Pore‐Space Dynamics in a Soil Aggregate Bed under a Static External Load

The loose and fragmented soil structure that results from tillage operations provides favorable physical conditions for plant growth. This desirable state is structurally unstable and deteriorates with time because of overburden, external stresses, and capillary forces. The objective of this study was to model these structural changes by coupling soil intrinsic rheological properties with geometry and arrangement of aggregates represented as monosized spheres. Calculations of interaggregate stresses and strains, and associated changes in density and porosity, were performed for a rhombohedral unit cell. Soil rheological properties determined by application of steady shear stress were used for calculations of strains under steady interaggregate stresses. The models developed herein correspond to the initial stage of deformation when discrete aggregates exist.

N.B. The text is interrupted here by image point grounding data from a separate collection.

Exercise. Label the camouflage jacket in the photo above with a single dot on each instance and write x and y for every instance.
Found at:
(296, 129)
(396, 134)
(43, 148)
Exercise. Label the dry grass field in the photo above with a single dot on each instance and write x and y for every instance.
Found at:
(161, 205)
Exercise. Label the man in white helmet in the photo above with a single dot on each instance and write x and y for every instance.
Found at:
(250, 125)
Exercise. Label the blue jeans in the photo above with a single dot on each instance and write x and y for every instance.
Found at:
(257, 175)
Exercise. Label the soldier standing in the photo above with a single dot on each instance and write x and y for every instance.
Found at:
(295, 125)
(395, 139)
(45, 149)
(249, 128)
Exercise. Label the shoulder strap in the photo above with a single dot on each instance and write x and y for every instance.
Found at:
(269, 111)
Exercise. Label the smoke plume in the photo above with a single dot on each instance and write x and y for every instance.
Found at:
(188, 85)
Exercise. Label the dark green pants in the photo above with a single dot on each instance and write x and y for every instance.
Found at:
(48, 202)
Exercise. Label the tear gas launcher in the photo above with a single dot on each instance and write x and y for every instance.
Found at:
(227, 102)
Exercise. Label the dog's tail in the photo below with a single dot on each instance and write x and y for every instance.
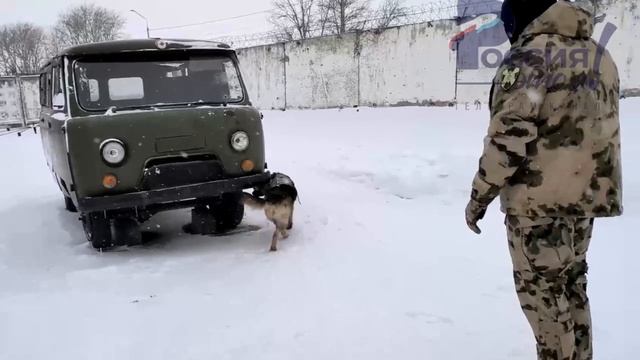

At strains exceeding 0.12 the interaggregate voids are isolated and the current model no longer applies and an alternative approach is presented elsewhere. Unit cell calculations were up scaled to an aggregate‐bed scale by considering a one‐dimensional stack of unit cells, which allows only vertical stress transmission. The stress acting at an interaggregate contact is fully accommodated (dissipated) by viscous flow when it exceeds the yield stress (strength) of the aggregates. The stress is fully transmitted to subsequent unit cells when it is less than the yield stress. Plausibility of the models was demonstrated by illustrative examples that highlight the different features of the models. The results were in qualitative agreement with observations from the literature for deformation of either loose structure, and for highly dense cases close to maximal bulk density.